First immediate thought: Too anecdotey and too vague. The very best reviewers, essayists, writers, can tie in personal experience to opinions and facts. The UT post, to its credit tries to do that. But it has major issues. It's too overwhelming at first, too much personal information and irrelevant detail. Two medium-sized paragraphs that ultimately just say 'I couldn't get on with the console controls. This was made for PC.' Condense that right down, there's far too much extraneous detail. People don't need to know the specifics of the Dreamcast controller or the specifics of how you obtained it. The idea of the post, as far as I gathered it, was to talk about how the UT mods distracted you from writing it in the first place - but this gets mostly a footnote at the bottom. Two mods, barely explained. It comes off like you were still too distracted to write properly about them, and it's quite off-putting. It needs heavy reduction in some parts, heavy expansion in others.

Second thought: The language isn't great. There are some sloppy grammatical and punctuation issues, but those are easily fixable. What isn't easily fixable are parts of the flow that come off as illogical:

"Despite the controls; I kept playing because it was fun."
"The controls were still a problem however and because of it I stopped playing."

These two sentences are entirely at odds with each other, even in context. Saying you kept playing in spite of the controls, then later saying you stopped playing because of the controls is a logic bomb.

Third thought: Relevance. It's all very well talking about UT. There's a lot that could be said about it, a lot of interesting discussion points that can be made. But fundamentally, it's still a ten year old game that's no longer of interest to most people. Retrospectives can be enjoyable to read, but only if there's some relevant reasoning to it for the reader. 'I like UT so I'm writing about UT' isn't a reason. If they were developing a new UT game, then there'd be a very valid reason for a retrospective (one which you could detail in the piece), but as it is, there's nothing to tie it in with a wider picture for the audience. It's just a sudden thought, hanging in space.

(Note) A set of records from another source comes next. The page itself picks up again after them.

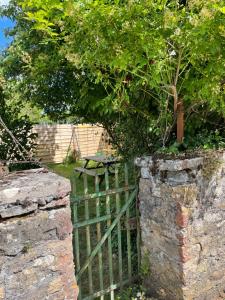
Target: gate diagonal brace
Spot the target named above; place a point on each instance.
(106, 235)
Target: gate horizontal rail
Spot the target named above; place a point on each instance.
(106, 234)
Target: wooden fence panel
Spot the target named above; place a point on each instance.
(55, 141)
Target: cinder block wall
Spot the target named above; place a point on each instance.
(36, 257)
(182, 206)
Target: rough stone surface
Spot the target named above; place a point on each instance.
(36, 257)
(182, 209)
(3, 170)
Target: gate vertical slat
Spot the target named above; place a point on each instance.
(119, 228)
(99, 236)
(108, 212)
(76, 232)
(128, 224)
(99, 273)
(88, 236)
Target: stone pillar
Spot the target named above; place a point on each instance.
(36, 257)
(182, 206)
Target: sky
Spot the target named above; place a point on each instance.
(4, 24)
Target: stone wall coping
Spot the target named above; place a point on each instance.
(169, 164)
(23, 192)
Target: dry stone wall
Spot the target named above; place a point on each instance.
(182, 206)
(36, 257)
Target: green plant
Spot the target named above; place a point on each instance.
(140, 65)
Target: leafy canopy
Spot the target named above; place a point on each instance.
(128, 63)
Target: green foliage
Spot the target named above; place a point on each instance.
(124, 63)
(20, 127)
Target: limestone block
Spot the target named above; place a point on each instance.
(36, 256)
(182, 208)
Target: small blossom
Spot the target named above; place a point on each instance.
(173, 53)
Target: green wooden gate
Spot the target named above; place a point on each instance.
(106, 236)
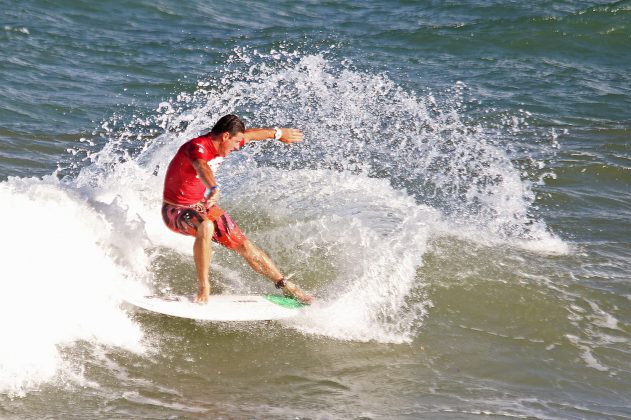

Again, all this feedback is made of assumptions I have made, and if any of those assumptions are off, this feedback may be somewhat (or entirely) redundant. But if I'm on target with my assumptions (that is, that you're hoping this will be some sort of portfolio to enter into professional writing of some capacity), then I hope my meager and brief words will offer some direction to you. Good luck.
Thanks it means a lot, i am just starting so I know if I keep it up I should have at least some improvement.